To that end, there are many people in these public machine situations that are crying and clamoring for a version of this software that supports Windows 7, and are refusing to adopt Windows 7 without having this functionality. As well, they are complaining pretty hard to Microsoft about discontinuing support of the version that is out there now.

As for the average PC user, it's an interesting toy to play with and see what it is in case you end up doing computer maintenance for a non-profit (the chief users of SteadyState).

Guest wsxedcrfv
Posted

To that end, there are many people in these public machine situations that are crying and clamoring for a version of this software that supports Windows 7, and are refusing to adopt Windows 7 without having this functionality. As well, they are complaining pretty hard to Microsoft about discontinuing support of the version that is out there now.

Why would a public machine, running Steadystate, need anything more sophisticated or current than XP?

Why isin't it part of MSDN or Technet?

Where can you download it from?

Posted (edited)

Why would a public machine, running Steadystate, need anything more sophisticated or current than XP?

They wouldn't. The problem is if they can't obtain those licenses when they get to replace computers (either by purchase or donation). Lots run Vista now simply because that's what they ended up with. The same will be with Windows 7 - they simply won't have the option because Microsoft doesn't give it to them without additional costs they can't justify as not-for-profits (and for donations they have to take what they can get). As a side note, most of them aren't unified on OS because they got to take what they can get when they can get it.

Edit: And you'd think Linux would be the perfect solution as well, but they got to go with the talent they can get, too. Usually they have to accept preloads because they don't know how to load or support Linux and have something relatively mainstream to be taken seriously by the public at large.

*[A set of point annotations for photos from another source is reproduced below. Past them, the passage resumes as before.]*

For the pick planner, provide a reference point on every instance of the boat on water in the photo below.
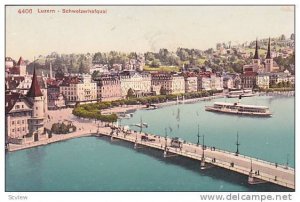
(242, 93)
(239, 109)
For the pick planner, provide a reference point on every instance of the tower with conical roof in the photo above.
(269, 60)
(21, 65)
(256, 59)
(36, 122)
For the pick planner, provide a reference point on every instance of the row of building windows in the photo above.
(17, 122)
(18, 129)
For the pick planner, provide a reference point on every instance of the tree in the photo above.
(155, 63)
(130, 93)
(81, 69)
(95, 74)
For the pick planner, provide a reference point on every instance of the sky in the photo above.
(139, 28)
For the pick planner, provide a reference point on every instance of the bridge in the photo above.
(258, 171)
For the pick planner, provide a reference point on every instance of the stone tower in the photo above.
(256, 59)
(36, 122)
(21, 65)
(269, 60)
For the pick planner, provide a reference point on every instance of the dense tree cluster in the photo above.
(62, 128)
(93, 110)
(286, 63)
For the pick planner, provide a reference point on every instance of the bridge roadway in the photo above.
(268, 172)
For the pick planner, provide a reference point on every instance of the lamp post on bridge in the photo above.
(198, 135)
(166, 143)
(202, 165)
(237, 144)
(287, 162)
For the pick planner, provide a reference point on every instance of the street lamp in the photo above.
(202, 146)
(202, 164)
(166, 139)
(198, 135)
(237, 144)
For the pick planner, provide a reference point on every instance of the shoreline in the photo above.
(93, 127)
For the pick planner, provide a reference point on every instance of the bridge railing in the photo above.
(246, 157)
(232, 153)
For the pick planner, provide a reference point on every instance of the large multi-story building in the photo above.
(248, 80)
(262, 80)
(140, 83)
(170, 84)
(262, 66)
(280, 77)
(79, 89)
(209, 81)
(108, 88)
(25, 114)
(21, 84)
(191, 84)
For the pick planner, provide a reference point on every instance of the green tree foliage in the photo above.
(62, 128)
(130, 93)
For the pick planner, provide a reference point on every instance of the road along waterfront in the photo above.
(136, 118)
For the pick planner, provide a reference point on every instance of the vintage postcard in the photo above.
(149, 98)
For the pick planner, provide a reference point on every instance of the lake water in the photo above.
(96, 164)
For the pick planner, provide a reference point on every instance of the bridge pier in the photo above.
(202, 164)
(135, 145)
(253, 180)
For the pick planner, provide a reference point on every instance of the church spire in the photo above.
(269, 51)
(35, 90)
(256, 51)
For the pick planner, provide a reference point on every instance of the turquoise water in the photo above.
(96, 164)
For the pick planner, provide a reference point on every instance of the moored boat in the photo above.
(239, 109)
(240, 93)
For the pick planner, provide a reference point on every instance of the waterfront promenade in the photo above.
(262, 171)
(258, 171)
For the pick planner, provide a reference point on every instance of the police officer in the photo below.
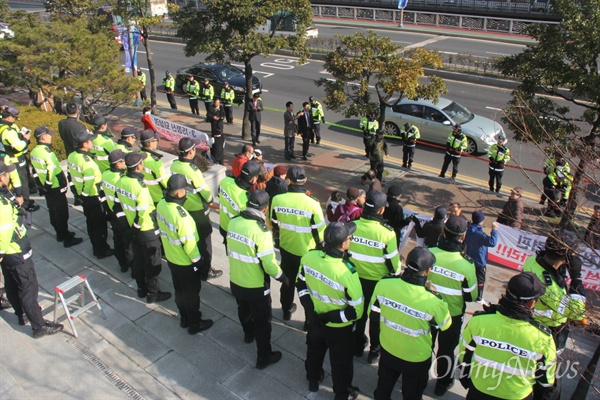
(207, 92)
(255, 108)
(192, 88)
(251, 260)
(227, 98)
(556, 307)
(179, 237)
(499, 155)
(330, 292)
(455, 280)
(233, 195)
(505, 336)
(127, 140)
(15, 144)
(136, 201)
(53, 184)
(103, 144)
(299, 223)
(86, 178)
(142, 82)
(456, 144)
(155, 176)
(369, 126)
(374, 252)
(197, 202)
(169, 83)
(17, 266)
(409, 135)
(316, 112)
(121, 233)
(216, 115)
(407, 310)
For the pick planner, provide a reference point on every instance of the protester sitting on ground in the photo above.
(333, 202)
(277, 184)
(592, 234)
(370, 178)
(512, 211)
(429, 234)
(455, 210)
(147, 120)
(241, 158)
(350, 210)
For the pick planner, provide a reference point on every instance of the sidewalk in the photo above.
(139, 351)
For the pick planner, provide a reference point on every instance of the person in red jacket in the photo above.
(242, 158)
(147, 121)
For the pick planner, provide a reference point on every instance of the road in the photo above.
(281, 76)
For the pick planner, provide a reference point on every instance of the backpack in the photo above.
(345, 217)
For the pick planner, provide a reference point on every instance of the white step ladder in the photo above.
(80, 282)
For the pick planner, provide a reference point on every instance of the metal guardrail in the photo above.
(446, 20)
(501, 6)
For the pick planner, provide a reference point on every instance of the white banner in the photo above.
(173, 132)
(515, 246)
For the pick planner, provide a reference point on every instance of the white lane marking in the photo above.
(425, 42)
(351, 83)
(254, 72)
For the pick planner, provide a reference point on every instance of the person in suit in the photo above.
(305, 128)
(289, 130)
(255, 110)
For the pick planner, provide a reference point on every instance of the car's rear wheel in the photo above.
(391, 129)
(471, 146)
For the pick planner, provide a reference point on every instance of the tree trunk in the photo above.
(246, 122)
(382, 107)
(150, 71)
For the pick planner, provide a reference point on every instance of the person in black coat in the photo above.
(305, 128)
(216, 115)
(69, 127)
(431, 230)
(394, 213)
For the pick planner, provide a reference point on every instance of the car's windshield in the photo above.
(228, 73)
(458, 113)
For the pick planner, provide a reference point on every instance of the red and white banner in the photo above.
(173, 132)
(515, 246)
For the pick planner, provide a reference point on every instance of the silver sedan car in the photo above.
(435, 123)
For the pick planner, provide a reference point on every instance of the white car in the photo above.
(5, 32)
(435, 123)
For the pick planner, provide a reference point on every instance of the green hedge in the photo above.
(32, 117)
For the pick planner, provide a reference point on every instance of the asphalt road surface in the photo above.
(283, 79)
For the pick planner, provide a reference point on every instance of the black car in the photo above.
(218, 74)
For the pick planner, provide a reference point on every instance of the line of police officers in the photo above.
(344, 273)
(347, 272)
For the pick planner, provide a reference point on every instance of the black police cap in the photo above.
(176, 182)
(258, 199)
(525, 286)
(420, 259)
(337, 232)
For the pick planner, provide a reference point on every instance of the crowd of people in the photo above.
(344, 265)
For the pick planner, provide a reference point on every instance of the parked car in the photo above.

Why isin't it part of MSDN or Technet?

Don't know. Perhaps they don't figure SteadyState is of interest to the average corporate entity.

Where can you download it from?

http://www.microsoft.com/downloads/details.aspx?familyid=d077a52d-93e9-4b02-bd95-9d770ccdb431&displaylang=en

Edited by Glenn9999
Posted

From what I understand, Andre is right that Guest Mode in the Win7 betas was supposed to supplant SteadyState, but the feature was axed before Win7 RTM. We've not heard anything from Microsoft on how this is going to go down with Win7, so hopefully we'll hear more before June 2011 on how to do this without non-free, non-Microsoft tools on Windows 7.